Hui CK, Cheung WW, Leung KW, Cheng VC, Tang BS, Li IW, Luk JM, Lee NP, Kwong YL, Au WY, Yuen KY, Lau GK, Liang R. · Department of Microbiology, University of Hong Kong, Queen Mary Hospital, Hong Kong, Special Administrative Region, China. · Hepatology. · Pubmed #18452145 No free full text.

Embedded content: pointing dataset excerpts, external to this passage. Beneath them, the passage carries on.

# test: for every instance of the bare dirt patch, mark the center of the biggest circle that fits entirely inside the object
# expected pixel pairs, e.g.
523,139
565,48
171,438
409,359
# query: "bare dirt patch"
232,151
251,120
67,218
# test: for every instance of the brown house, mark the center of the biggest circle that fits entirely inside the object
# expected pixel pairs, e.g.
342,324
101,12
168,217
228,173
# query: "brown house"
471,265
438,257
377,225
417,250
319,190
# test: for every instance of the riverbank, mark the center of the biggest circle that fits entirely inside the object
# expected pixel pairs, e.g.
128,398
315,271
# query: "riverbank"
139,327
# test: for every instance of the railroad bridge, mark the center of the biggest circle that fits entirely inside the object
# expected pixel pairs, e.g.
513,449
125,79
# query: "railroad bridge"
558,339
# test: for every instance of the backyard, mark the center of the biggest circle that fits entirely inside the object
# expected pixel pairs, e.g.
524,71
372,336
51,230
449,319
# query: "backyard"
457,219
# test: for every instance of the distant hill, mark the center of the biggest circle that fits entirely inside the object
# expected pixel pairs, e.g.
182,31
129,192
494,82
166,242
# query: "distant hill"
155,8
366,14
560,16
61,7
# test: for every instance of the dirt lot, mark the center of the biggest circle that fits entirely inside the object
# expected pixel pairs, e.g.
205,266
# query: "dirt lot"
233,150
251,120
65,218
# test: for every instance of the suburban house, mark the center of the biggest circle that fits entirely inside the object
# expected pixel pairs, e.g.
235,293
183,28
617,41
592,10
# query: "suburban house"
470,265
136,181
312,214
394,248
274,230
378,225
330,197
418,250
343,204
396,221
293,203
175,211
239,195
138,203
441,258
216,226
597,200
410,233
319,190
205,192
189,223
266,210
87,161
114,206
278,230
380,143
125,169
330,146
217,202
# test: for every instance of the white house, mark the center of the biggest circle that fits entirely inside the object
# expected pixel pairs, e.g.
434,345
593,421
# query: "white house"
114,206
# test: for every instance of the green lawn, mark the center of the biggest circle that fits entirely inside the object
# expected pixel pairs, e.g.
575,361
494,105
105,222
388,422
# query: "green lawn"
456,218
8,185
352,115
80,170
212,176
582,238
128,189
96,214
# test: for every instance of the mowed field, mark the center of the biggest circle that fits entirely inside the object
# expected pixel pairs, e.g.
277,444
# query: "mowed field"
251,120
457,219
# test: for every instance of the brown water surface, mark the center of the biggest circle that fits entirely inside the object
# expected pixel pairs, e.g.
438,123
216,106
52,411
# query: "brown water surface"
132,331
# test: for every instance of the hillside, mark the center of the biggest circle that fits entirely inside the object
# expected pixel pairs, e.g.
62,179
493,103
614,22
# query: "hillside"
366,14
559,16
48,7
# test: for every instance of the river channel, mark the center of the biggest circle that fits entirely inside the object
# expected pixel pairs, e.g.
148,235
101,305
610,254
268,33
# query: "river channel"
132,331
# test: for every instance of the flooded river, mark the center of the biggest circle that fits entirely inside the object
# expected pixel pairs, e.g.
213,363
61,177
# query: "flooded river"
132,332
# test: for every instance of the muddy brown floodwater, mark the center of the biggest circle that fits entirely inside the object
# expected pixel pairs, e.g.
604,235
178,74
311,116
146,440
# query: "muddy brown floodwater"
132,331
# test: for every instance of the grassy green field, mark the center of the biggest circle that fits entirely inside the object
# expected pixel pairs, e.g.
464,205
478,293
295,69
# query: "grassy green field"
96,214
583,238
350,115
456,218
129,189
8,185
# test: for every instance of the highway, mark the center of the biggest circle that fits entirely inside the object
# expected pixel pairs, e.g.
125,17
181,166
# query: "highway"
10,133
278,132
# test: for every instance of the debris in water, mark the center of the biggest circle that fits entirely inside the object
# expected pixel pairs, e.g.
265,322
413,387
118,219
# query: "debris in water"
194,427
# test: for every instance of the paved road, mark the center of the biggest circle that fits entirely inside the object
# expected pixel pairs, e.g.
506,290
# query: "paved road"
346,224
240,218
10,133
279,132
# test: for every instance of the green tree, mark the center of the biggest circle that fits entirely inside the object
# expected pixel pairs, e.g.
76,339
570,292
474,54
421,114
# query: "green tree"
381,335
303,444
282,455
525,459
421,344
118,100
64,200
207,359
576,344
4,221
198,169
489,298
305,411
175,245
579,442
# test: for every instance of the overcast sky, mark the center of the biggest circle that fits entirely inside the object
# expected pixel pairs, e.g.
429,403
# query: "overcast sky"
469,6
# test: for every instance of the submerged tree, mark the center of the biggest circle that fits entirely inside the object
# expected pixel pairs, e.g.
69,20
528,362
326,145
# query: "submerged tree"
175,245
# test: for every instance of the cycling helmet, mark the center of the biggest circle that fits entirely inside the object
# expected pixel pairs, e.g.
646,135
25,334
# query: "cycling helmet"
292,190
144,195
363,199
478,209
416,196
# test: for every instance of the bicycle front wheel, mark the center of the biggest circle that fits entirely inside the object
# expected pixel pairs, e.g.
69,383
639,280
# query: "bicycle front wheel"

Abstract: Whether preemptive anti- hepatitis B virus (HBV) therapy should be considered in all hepatitis B surface antigen (HBsAg)-negative patients with occult HBV infection receiving alemtuzumab containing chemotherapy is uncertain. We determined the outcome and effect on HBV-specific immunity of an alemtuzumab-containing chemotherapy regimen in occult HBV-infected patients. Twenty-one consecutive occult HBV-infected patients treated with an alemtuzumab containing chemotherapy regimen were studied. T cell reactivity to HBV antigens and -peptides were quantified by ELISpot and the T cell subset by flow cytometry. Six of the 21 patients (28.6%) developed HBsAg seroreversion. The median (range) time to development of HBsAg seroreversion after the end of chemotherapy was 1.8 months (0.2-2.3 months). Direct sequencing showed that the occult HBV infection of all six patients (100%) was reactivated. These six patients developed severe HBV-related hepatitis. At the end of follow-up, four of these six patients (66.7%) had become negative for HBsAg again. Recovery of CD4+ T cell count and CD4+T cell reactivity against hepatitis B core antigen (HBcAg) occurred 9 months after the end of chemotherapy. Loss of HBsAg occurred after recovery of the CD4+T cell count and increased CD4+T cell reactivity against HBcAg 9 months after the end of chemotherapy. CONCLUSION: An alemtuzumab-containing chemotherapy regimen is associated with a high risk of reactivation of occult HBV infection. Suppression of HBV immunity by an alemtuzumab-containing chemotherapy regimen would persist until 9 months after the end of chemotherapy. In occult HBV-infected patients receiving an alemtuzumab-containing chemotherapy regimen, preemptive anti-HBV therapy should be continued until 9 months after the end of chemotherapy, when recovery of HBV immunity has occurred.